Berlin erarbeitet Strategie für integrierte Infrastrukturplanung in der wachsenden Stadt

Pressemitteilung vom 20.08.2019

Aus der Sitzung des Senats am 20. August 2019:

Auf Vorlage von Senatorin Katrin Lompscher hat der Senat die Erarbeitung einer Strategie zur integrierten Infrastrukturplanung beschlossen. Damit werden zukünftig die vielfältigen Prozesse für die Planung von Einrichtungen für Bildung, Jugend, Kultur, Sport und Grün in den Bezirken und Stadtteilen besser miteinander verknüpft.

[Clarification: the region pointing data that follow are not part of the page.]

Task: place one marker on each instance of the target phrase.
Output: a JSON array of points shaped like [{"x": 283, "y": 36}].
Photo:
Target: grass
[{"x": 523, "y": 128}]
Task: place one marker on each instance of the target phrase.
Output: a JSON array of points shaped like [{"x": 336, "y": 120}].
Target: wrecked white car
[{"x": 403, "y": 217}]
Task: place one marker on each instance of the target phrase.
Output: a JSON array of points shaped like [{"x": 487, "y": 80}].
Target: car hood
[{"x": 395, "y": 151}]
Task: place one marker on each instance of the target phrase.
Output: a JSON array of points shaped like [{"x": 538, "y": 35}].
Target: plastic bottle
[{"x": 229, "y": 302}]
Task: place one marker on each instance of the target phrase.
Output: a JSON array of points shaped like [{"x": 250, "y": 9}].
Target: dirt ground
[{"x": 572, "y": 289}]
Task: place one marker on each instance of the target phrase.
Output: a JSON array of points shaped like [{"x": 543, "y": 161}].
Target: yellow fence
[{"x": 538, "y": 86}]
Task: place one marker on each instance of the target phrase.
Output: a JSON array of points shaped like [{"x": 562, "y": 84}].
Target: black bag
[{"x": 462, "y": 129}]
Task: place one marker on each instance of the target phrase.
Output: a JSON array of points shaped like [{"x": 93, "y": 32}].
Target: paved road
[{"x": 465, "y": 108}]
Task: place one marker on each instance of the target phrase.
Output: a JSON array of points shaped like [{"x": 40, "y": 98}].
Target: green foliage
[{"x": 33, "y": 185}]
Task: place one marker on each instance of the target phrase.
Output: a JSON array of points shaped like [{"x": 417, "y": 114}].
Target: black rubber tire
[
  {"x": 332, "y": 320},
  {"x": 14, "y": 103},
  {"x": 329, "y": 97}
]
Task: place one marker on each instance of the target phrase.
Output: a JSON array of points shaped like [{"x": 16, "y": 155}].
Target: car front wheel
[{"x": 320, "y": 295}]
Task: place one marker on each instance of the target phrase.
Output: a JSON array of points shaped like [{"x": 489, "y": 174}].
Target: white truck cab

Senatorin Lompscher: „Für unsere dynamisch wachsende Stadt bauen wir nicht nur Wohnungen, sondern wir schaffen auch zusätzliche Infrastrukturangebote wie Schulen, Kitas, Sportstätten und öffentliche Grünflächen. Mit der „Strategie zur integrierten Infrastrukturplanung“ werden die komplexen, ämterübergreifenden stadtplanerischen Prozesse optimiert und die Nutzung der knappen Flächen für neue Einrichtungen der Daseinsvorsorge besser koordiniert.“

Die gute Ausstattung mit Angeboten der sozialen und grünen Infrastruktur trägt maßgeblich zur Attraktivität des Wohn- und Arbeitsortes Berlin bei. Die Standortplanung dieser Einrichtungen liegt in der Verantwortung der Bezirke. Diese haben in den letzten zwei Jahren fachübergreifende Soziale Infrastruktur-Konzepte (SIKo) erarbeitet, unterstützt durch die Senatsverwaltung für Stadtentwicklung und Wohnen. Die regelmäßige Fortschreibung dieser Planungen wird durch die Strategie zur integrierten Infrastrukturplanung verbessert: gemeinsame Leitlinien und Planungsgrundlagen, verbesserte verwaltungsübergreifende Abstimmungsverfahren sowie der Aufbau eines Flächeninformationssystems unterstützen den weiteren Umsetzungsprozess.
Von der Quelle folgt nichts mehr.